La artista boricua siempre ha sido impecable en las líricas y vuelve para presentarnos otro 10/10. Pichersita se convierte en la nueva demostración de poderío al que nos tenía acostumbrados: “Pa’ detonarme a mí, pues le hacen falta cartuchos”. Si nos hacía falta una dosis de autoestima, ya está Villano Antillano para dárnosla. Después de ofrecernos un año lleno de colaboraciones y solo un sencillo en solitario, consigue que un salón en silencio se convierta en una discoteca de twerk desde el primer segundo.
La canción empieza con la voz de Villano, sin pedir ningún tipo de permiso. Ofrece su personaje como rebeldía, personalidad y sensualidad, y lo dice todo con solo una frase: “Que después de que prueba no hay nada que buscar”. No hay nadie que se le pueda resistir; más bien, no cualquier ente puede con ella. La base de hip hop que le acompaña se funde con sus letras de trap latino tan características. Ella se encarga de recordarte que es una de las reinas de las barras: “Pero soy misericordiosa, mínimo lo escucho”, “Quiere que esta potranquita le haga debutar”.

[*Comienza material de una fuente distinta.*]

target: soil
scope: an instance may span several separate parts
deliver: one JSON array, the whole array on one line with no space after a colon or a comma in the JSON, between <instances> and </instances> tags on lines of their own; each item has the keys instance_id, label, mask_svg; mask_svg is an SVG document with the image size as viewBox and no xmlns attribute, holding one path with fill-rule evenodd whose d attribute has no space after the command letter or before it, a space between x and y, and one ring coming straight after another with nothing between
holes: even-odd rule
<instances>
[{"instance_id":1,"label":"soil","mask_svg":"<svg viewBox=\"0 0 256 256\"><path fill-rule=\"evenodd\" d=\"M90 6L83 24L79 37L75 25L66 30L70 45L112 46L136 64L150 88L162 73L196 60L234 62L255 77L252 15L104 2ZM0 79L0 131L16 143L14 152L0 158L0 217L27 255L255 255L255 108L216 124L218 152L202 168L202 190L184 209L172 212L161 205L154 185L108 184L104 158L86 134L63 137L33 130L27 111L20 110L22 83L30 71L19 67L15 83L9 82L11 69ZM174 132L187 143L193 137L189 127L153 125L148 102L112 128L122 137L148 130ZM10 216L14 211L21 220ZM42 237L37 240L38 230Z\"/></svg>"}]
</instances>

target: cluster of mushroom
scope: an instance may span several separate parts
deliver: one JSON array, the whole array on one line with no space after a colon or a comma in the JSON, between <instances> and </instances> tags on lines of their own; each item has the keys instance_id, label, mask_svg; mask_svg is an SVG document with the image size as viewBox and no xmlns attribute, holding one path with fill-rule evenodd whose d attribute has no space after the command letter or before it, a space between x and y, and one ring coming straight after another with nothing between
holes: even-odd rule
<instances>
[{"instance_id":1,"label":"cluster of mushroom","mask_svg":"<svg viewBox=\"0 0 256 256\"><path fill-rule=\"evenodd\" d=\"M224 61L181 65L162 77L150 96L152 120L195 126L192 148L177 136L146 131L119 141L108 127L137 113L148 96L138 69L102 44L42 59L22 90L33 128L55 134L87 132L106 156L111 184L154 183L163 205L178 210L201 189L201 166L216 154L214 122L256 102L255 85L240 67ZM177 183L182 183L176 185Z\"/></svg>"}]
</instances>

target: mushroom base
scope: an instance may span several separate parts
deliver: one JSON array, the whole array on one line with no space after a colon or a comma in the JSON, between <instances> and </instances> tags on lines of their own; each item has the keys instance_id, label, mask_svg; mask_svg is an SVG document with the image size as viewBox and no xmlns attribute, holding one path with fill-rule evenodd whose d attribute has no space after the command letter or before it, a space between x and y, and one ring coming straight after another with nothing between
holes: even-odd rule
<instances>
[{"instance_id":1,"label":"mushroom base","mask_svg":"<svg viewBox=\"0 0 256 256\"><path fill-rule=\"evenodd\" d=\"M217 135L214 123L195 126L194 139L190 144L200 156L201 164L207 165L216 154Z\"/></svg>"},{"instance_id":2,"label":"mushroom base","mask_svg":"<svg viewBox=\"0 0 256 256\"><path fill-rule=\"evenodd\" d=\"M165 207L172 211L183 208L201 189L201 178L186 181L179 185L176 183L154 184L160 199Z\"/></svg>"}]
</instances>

Sus últimas colabos con Samantha Hudson, Juicy Bae o Lola Índigo y María Becerra en La Reina (Remix) han reforzado la profesionalidad y las ganas de impactar en el mundo que tiene Villano Antillano. En XXL volvió a demostrar que, a pesar de hacer juntes brutales, no necesita a nadie al lado para lanzar un hit que deje boquiabierto al mundo. No sabemos si esto es el principio de un nuevo proyecto después de Miss Misogyny, su último álbum, pero Pichersita nos ha dejado con ganas de más. Aún nos quedan muchos pasos de twerk que dar.